BY admission of the Turkish Cypriot leader, the Turkish side’s sole aim is to formally partition the island through the establishment of two separate states, Nicosia said.
The government denounced Mehmet Ali Talat’s policy of reunification based on a “partnership of two constituent states”.
“Mr. Talat wants to absolve himself of the July 8 agreement because he seeks a two-state solution,” said Government Spoke-sman Vasilis Palmas.
“He (Talat) may speak of reunification, but what he means and he clearly says so is that two states will form a loose partnership that over the course of time would possibly evolve into a federation.”
In an interview he granted to Phileleftheros, Talat said he envisages a loose partnership between two constituent states based on the “political equality of two peoples”.
He said a looser arrangement at the start would be best because the Greek Cypriot and Turkish Cypriot “peoples” don’t fully trust each other.
Palmas said Talat is also trying to shirk his responsibility in implementing the July 8 agreement that he signed up to.
The agreement foresees the creation of committees on from both sides to tackle both day-to-day and core Cyprus issues in order to prepare the ground for a return to full-fledged peace talks.
“He (Talat) wants to abandon the process because with (it’s) implementation, conditions are created for a substantial dialogue on promoting a mutually acceptable solution,” said Palmas.
With the Annan Plan long defunct, Nicosia wants a reworked settlement framework that won’t devolve a hoped-for federated state with a stronger central government into a looser, two-state arrangement.
Nicosia fears that would hamper the inner workings of government, invite foreign meddling and ultimately spell the collapse of the new administration.
In his interview, Talat also claimed that the Turkish military occupation of the island’s northern third no longer contravenes international law after the April, 2004 Annan Plan referendums.
Palmas blasted Talat for a “completely arbitrary and mistaken” interpretation that Turkish Cypriot approval of the UN blueprint absolved the Turkish army of wrongdoing.
“Nowhere in international law do you find anything to support that interpretation.
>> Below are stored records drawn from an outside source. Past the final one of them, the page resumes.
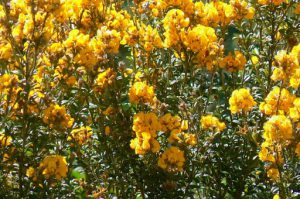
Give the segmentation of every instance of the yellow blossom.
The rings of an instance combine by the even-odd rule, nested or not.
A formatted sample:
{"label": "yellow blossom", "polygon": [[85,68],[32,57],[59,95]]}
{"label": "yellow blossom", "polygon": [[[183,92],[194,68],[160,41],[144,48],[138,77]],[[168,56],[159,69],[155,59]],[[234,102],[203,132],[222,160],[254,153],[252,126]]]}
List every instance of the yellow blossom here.
{"label": "yellow blossom", "polygon": [[46,156],[39,165],[39,169],[46,179],[54,177],[57,180],[65,178],[68,173],[66,158],[60,155]]}
{"label": "yellow blossom", "polygon": [[153,86],[148,86],[146,82],[135,82],[129,89],[129,101],[133,104],[149,103],[156,101]]}
{"label": "yellow blossom", "polygon": [[220,122],[217,117],[214,117],[212,115],[202,116],[200,124],[204,130],[211,130],[216,132],[221,132],[226,128],[224,122]]}
{"label": "yellow blossom", "polygon": [[70,128],[73,125],[74,119],[67,114],[64,106],[51,104],[45,111],[43,121],[55,129]]}
{"label": "yellow blossom", "polygon": [[168,148],[158,159],[158,166],[168,172],[182,171],[184,163],[184,152],[174,146]]}
{"label": "yellow blossom", "polygon": [[92,128],[89,126],[82,126],[73,129],[68,140],[74,140],[79,145],[84,144],[93,134]]}
{"label": "yellow blossom", "polygon": [[229,98],[230,111],[232,114],[239,112],[248,112],[256,105],[250,91],[245,88],[234,90]]}

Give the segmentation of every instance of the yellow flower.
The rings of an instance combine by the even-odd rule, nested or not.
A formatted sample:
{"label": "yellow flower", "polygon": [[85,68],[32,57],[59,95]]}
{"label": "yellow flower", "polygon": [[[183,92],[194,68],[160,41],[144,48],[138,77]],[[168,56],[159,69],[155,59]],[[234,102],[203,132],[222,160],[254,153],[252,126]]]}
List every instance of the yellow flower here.
{"label": "yellow flower", "polygon": [[183,137],[186,144],[191,146],[195,146],[197,144],[197,137],[195,134],[185,133]]}
{"label": "yellow flower", "polygon": [[283,164],[284,162],[282,147],[280,145],[273,145],[269,141],[264,141],[261,144],[261,150],[258,157],[263,162],[271,162],[274,164]]}
{"label": "yellow flower", "polygon": [[34,169],[33,167],[29,167],[27,170],[26,170],[26,176],[28,176],[29,178],[32,178],[33,181],[37,181],[37,171],[36,169]]}
{"label": "yellow flower", "polygon": [[132,130],[136,137],[130,141],[130,148],[136,154],[144,155],[151,150],[156,153],[160,149],[160,144],[155,140],[157,131],[160,130],[158,117],[154,113],[139,112],[133,117]]}
{"label": "yellow flower", "polygon": [[284,115],[273,115],[264,124],[263,138],[271,143],[285,143],[293,138],[292,122]]}
{"label": "yellow flower", "polygon": [[268,169],[267,175],[269,178],[271,178],[274,181],[277,181],[279,179],[279,171],[276,168]]}
{"label": "yellow flower", "polygon": [[204,130],[211,130],[216,132],[221,132],[226,128],[224,122],[220,122],[217,117],[214,117],[212,115],[202,116],[200,124]]}
{"label": "yellow flower", "polygon": [[240,51],[234,51],[234,53],[229,53],[223,60],[220,61],[220,67],[225,68],[229,72],[234,72],[244,69],[246,65],[246,58]]}
{"label": "yellow flower", "polygon": [[257,56],[253,55],[253,56],[251,56],[251,61],[252,61],[253,65],[256,65],[258,63],[259,59]]}
{"label": "yellow flower", "polygon": [[73,125],[74,119],[67,114],[64,106],[51,104],[45,111],[43,121],[54,129],[66,129]]}
{"label": "yellow flower", "polygon": [[152,28],[149,25],[146,26],[145,24],[142,24],[139,29],[139,43],[147,52],[154,50],[154,48],[163,47],[163,42],[156,29]]}
{"label": "yellow flower", "polygon": [[182,120],[181,122],[181,130],[186,131],[189,128],[189,123],[187,120]]}
{"label": "yellow flower", "polygon": [[184,153],[178,147],[171,146],[158,159],[158,166],[168,172],[183,170]]}
{"label": "yellow flower", "polygon": [[205,54],[209,45],[217,41],[215,30],[211,27],[197,25],[181,36],[184,45],[193,52]]}
{"label": "yellow flower", "polygon": [[239,112],[248,112],[256,105],[253,97],[250,94],[250,91],[245,88],[237,89],[232,92],[231,97],[229,98],[230,111],[232,114]]}
{"label": "yellow flower", "polygon": [[74,140],[79,145],[84,144],[93,134],[92,128],[89,126],[82,126],[77,129],[73,129],[68,140]]}
{"label": "yellow flower", "polygon": [[66,158],[60,155],[46,156],[39,165],[45,178],[54,177],[60,180],[67,176],[68,165]]}
{"label": "yellow flower", "polygon": [[172,131],[175,129],[183,130],[181,128],[181,118],[178,115],[172,116],[170,113],[167,113],[159,118],[159,122],[163,132]]}
{"label": "yellow flower", "polygon": [[274,87],[265,98],[265,102],[259,105],[259,110],[266,115],[288,114],[293,106],[294,99],[295,96],[287,89]]}
{"label": "yellow flower", "polygon": [[168,142],[173,143],[181,143],[181,130],[180,129],[174,129],[171,131],[170,136],[168,137]]}
{"label": "yellow flower", "polygon": [[273,196],[273,199],[280,199],[280,196],[278,194]]}
{"label": "yellow flower", "polygon": [[285,50],[277,53],[274,65],[276,68],[271,76],[273,81],[288,80],[294,76],[296,69],[299,68],[297,57],[293,53],[288,54]]}
{"label": "yellow flower", "polygon": [[133,104],[149,103],[156,101],[153,86],[148,86],[146,82],[135,82],[129,89],[129,101]]}
{"label": "yellow flower", "polygon": [[171,9],[163,19],[165,29],[164,45],[167,48],[175,47],[180,42],[180,32],[182,28],[189,25],[190,19],[185,16],[184,12],[179,9]]}
{"label": "yellow flower", "polygon": [[0,147],[11,145],[12,138],[10,136],[0,134]]}
{"label": "yellow flower", "polygon": [[94,90],[96,92],[104,92],[105,88],[109,85],[112,85],[116,78],[116,72],[108,68],[105,71],[98,74],[97,79],[95,80]]}

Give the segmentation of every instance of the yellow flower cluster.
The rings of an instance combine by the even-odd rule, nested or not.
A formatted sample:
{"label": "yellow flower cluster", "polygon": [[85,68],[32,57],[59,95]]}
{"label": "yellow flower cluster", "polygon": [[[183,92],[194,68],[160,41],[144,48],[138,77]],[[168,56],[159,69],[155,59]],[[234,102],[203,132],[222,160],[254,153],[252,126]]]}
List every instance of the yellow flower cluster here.
{"label": "yellow flower cluster", "polygon": [[293,107],[289,109],[289,116],[293,122],[300,119],[300,98],[297,97],[293,102]]}
{"label": "yellow flower cluster", "polygon": [[182,10],[172,9],[166,14],[162,22],[165,29],[165,47],[178,47],[180,33],[183,31],[183,28],[188,27],[190,19]]}
{"label": "yellow flower cluster", "polygon": [[183,132],[188,129],[188,122],[170,113],[158,118],[155,113],[139,112],[134,115],[132,129],[136,137],[131,140],[130,147],[139,155],[144,155],[150,150],[153,153],[159,151],[160,144],[156,140],[159,131],[170,132],[168,142],[171,144],[183,142],[191,146],[197,144],[195,134]]}
{"label": "yellow flower cluster", "polygon": [[187,31],[187,34],[182,36],[183,43],[187,49],[205,54],[206,49],[212,42],[217,41],[215,30],[211,27],[197,25]]}
{"label": "yellow flower cluster", "polygon": [[271,164],[283,164],[282,147],[270,142],[263,142],[258,157],[263,162]]}
{"label": "yellow flower cluster", "polygon": [[3,74],[0,76],[0,97],[5,110],[17,110],[19,108],[18,94],[22,91],[19,87],[19,78],[14,74]]}
{"label": "yellow flower cluster", "polygon": [[12,138],[10,136],[0,134],[0,148],[11,145]]}
{"label": "yellow flower cluster", "polygon": [[159,118],[159,122],[163,132],[181,129],[181,118],[178,115],[172,116],[171,113],[167,113]]}
{"label": "yellow flower cluster", "polygon": [[167,113],[159,118],[159,122],[161,124],[161,131],[170,133],[168,137],[170,144],[183,142],[191,146],[197,144],[195,134],[183,132],[188,130],[187,120],[181,120],[178,115],[172,116],[170,113]]}
{"label": "yellow flower cluster", "polygon": [[279,179],[279,170],[276,167],[270,167],[267,169],[267,176],[274,181]]}
{"label": "yellow flower cluster", "polygon": [[249,89],[241,88],[234,90],[229,98],[229,109],[232,114],[246,113],[256,105],[253,97],[250,94]]}
{"label": "yellow flower cluster", "polygon": [[292,122],[285,115],[273,115],[264,124],[264,142],[261,144],[259,158],[271,164],[267,167],[267,174],[272,180],[279,179],[277,167],[284,163],[283,148],[293,137]]}
{"label": "yellow flower cluster", "polygon": [[[0,11],[0,13],[1,13],[1,11]],[[0,16],[0,18],[1,18],[1,16]],[[0,30],[0,32],[1,32],[1,30]],[[12,56],[11,44],[8,41],[6,41],[5,38],[3,38],[2,34],[0,34],[0,59],[8,60],[11,58],[11,56]]]}
{"label": "yellow flower cluster", "polygon": [[154,48],[163,48],[163,41],[156,29],[150,25],[142,24],[139,28],[139,43],[147,52],[151,52]]}
{"label": "yellow flower cluster", "polygon": [[223,48],[217,43],[215,30],[211,27],[197,25],[180,34],[181,41],[187,50],[196,53],[195,64],[212,70],[217,65],[218,56]]}
{"label": "yellow flower cluster", "polygon": [[246,65],[246,58],[240,51],[231,52],[220,61],[220,67],[225,68],[230,72],[243,70]]}
{"label": "yellow flower cluster", "polygon": [[131,149],[136,154],[143,155],[151,150],[156,153],[160,149],[160,144],[156,140],[157,132],[160,130],[160,123],[155,113],[139,112],[134,115],[132,130],[136,138],[130,142]]}
{"label": "yellow flower cluster", "polygon": [[222,1],[195,3],[195,16],[199,23],[207,26],[228,25],[233,20],[252,19],[255,9],[246,1],[231,0],[230,4]]}
{"label": "yellow flower cluster", "polygon": [[217,117],[205,115],[201,117],[200,124],[202,129],[221,132],[226,128],[224,122],[220,122]]}
{"label": "yellow flower cluster", "polygon": [[73,125],[74,119],[64,106],[51,104],[45,111],[43,121],[54,129],[66,129]]}
{"label": "yellow flower cluster", "polygon": [[130,103],[133,104],[154,104],[156,102],[153,86],[149,86],[145,81],[135,82],[129,89],[128,96]]}
{"label": "yellow flower cluster", "polygon": [[0,93],[7,94],[11,90],[16,89],[19,83],[17,75],[4,74],[0,76]]}
{"label": "yellow flower cluster", "polygon": [[265,102],[260,103],[259,110],[266,115],[288,114],[294,99],[295,96],[287,89],[274,87],[265,98]]}
{"label": "yellow flower cluster", "polygon": [[291,53],[282,50],[275,56],[275,69],[271,76],[273,81],[289,81],[291,87],[297,89],[300,85],[300,65],[298,61],[300,45],[295,46]]}
{"label": "yellow flower cluster", "polygon": [[271,143],[285,143],[292,139],[291,120],[284,115],[273,115],[264,125],[263,138]]}
{"label": "yellow flower cluster", "polygon": [[54,177],[57,180],[65,178],[68,173],[66,158],[60,155],[46,156],[39,165],[39,169],[45,178]]}
{"label": "yellow flower cluster", "polygon": [[180,172],[185,163],[184,153],[178,147],[171,146],[158,159],[158,166],[168,172]]}
{"label": "yellow flower cluster", "polygon": [[114,72],[114,70],[111,68],[106,69],[105,71],[98,74],[95,80],[94,90],[96,92],[102,93],[105,88],[107,88],[114,82],[115,78],[116,72]]}
{"label": "yellow flower cluster", "polygon": [[279,6],[282,3],[288,3],[288,0],[258,0],[257,2],[260,5],[274,4],[275,6]]}
{"label": "yellow flower cluster", "polygon": [[84,144],[93,135],[92,128],[89,126],[82,126],[80,128],[73,129],[68,140],[74,140],[79,145]]}

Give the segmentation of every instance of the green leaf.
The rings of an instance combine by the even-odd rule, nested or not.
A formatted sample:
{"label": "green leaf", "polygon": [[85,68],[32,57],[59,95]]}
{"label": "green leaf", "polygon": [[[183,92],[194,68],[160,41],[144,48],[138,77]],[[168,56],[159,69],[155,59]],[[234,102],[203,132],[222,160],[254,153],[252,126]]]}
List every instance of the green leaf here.
{"label": "green leaf", "polygon": [[86,179],[86,174],[82,167],[73,169],[71,175],[76,179]]}

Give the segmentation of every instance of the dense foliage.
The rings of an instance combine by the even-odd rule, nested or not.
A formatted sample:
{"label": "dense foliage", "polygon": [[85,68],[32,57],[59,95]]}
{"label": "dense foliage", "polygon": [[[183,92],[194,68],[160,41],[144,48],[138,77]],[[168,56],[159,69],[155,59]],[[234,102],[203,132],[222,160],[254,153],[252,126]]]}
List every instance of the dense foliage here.
{"label": "dense foliage", "polygon": [[299,0],[1,0],[1,198],[300,197]]}

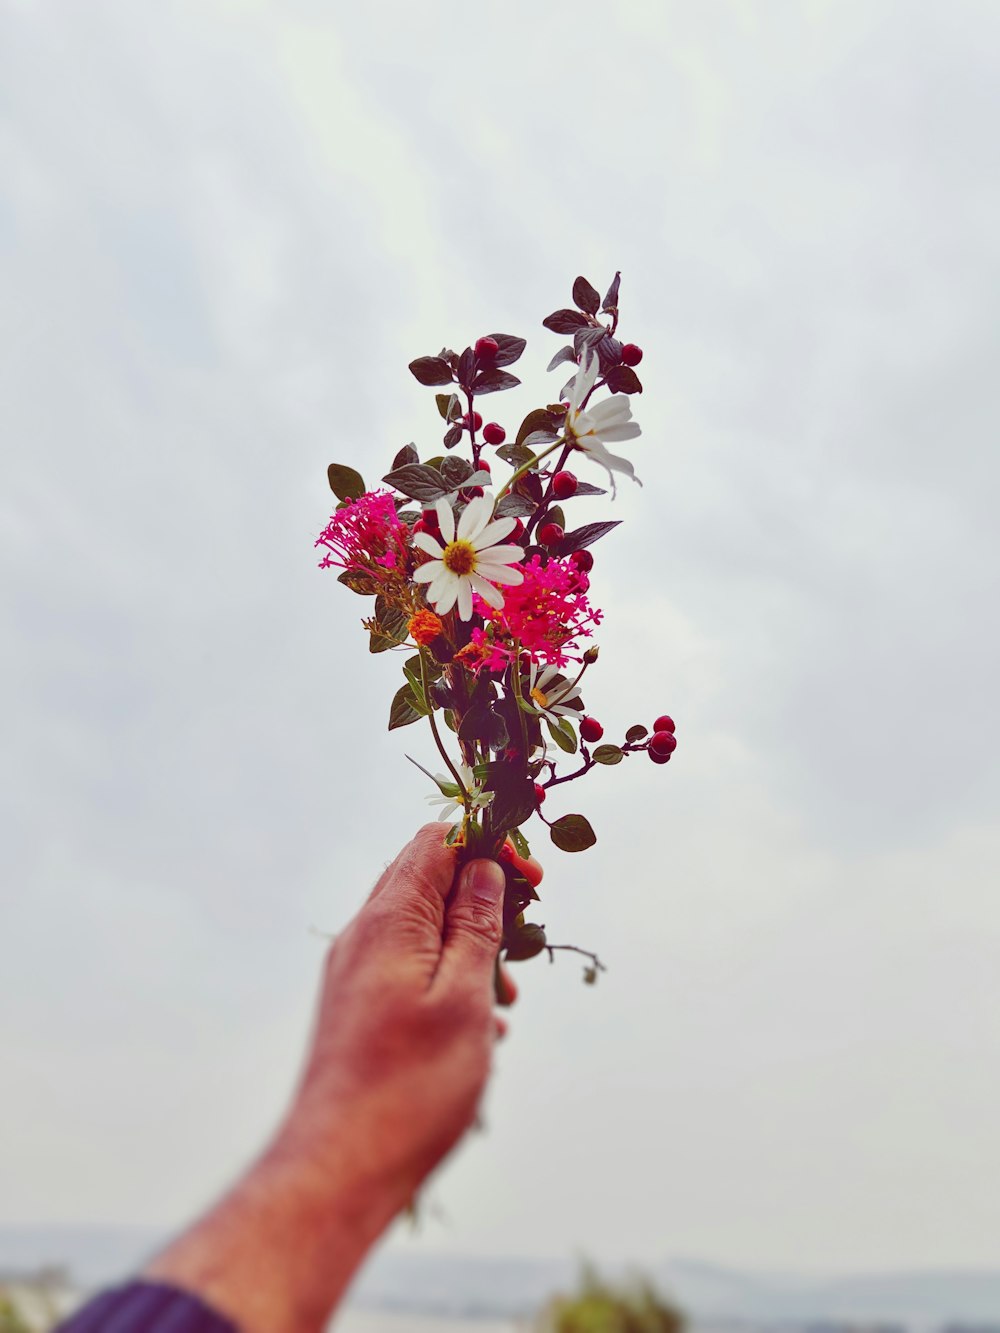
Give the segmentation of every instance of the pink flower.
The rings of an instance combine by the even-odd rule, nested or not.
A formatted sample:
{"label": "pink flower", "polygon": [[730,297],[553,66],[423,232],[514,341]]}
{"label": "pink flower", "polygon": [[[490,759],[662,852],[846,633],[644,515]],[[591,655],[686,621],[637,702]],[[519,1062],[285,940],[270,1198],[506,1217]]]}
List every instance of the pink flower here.
{"label": "pink flower", "polygon": [[376,580],[406,575],[410,530],[387,491],[365,491],[338,509],[316,539],[325,546],[321,569],[363,570]]}
{"label": "pink flower", "polygon": [[522,565],[524,581],[504,589],[504,604],[494,609],[479,598],[476,610],[487,629],[472,631],[481,653],[481,667],[502,671],[513,656],[516,639],[532,662],[564,667],[579,649],[578,639],[590,638],[603,612],[590,605],[590,581],[569,560],[542,565],[532,556]]}

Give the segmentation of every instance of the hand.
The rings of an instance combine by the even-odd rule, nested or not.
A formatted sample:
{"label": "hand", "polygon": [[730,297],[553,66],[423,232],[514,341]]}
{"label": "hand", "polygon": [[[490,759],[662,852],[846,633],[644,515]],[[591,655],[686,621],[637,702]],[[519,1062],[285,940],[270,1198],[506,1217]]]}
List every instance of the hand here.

The Annan Plan foresaw its approval by both sides for it to be valid, otherwise it would have no legal validity nor would it set a precedent,” said Palmas.
Condemnation for Talat’s words came swiftly from political leaders including Presidential hopeful Ioannis Kasoulides.
“Reading Mr Talat’s interview it’s obvious that the Turkish side over the last five years has been laying the foundations for the creation of two states in Cyprus,” said Kasoulides.
The ex-Foreign Minister also criticised the government for doing nothing to thwart such an outcome and to rid the island of the occupation.
Nicos Katsourides, spokesman for presidential candidate and Akel Chief Demetris Christofias, express regret over Talat’s remarks in the interview.
Katsourides said the Turkish Cypriot leader’s position are “a complete distortion” of UN decisions on Cyprus, as well as the two high-level agreements of 1977 and 1979, as well as the July 8 agreement.
Edek leader Yiannakis Omirou said with the interview, Talat “fully revealed his partitionist aims” and his complete subjugation to Ankara and its policy line.
“The two states that would enter into a new partnership are indisputable evidence of Talat’s insistence on a partitionist solution in the guise of confederation,” said Omirou.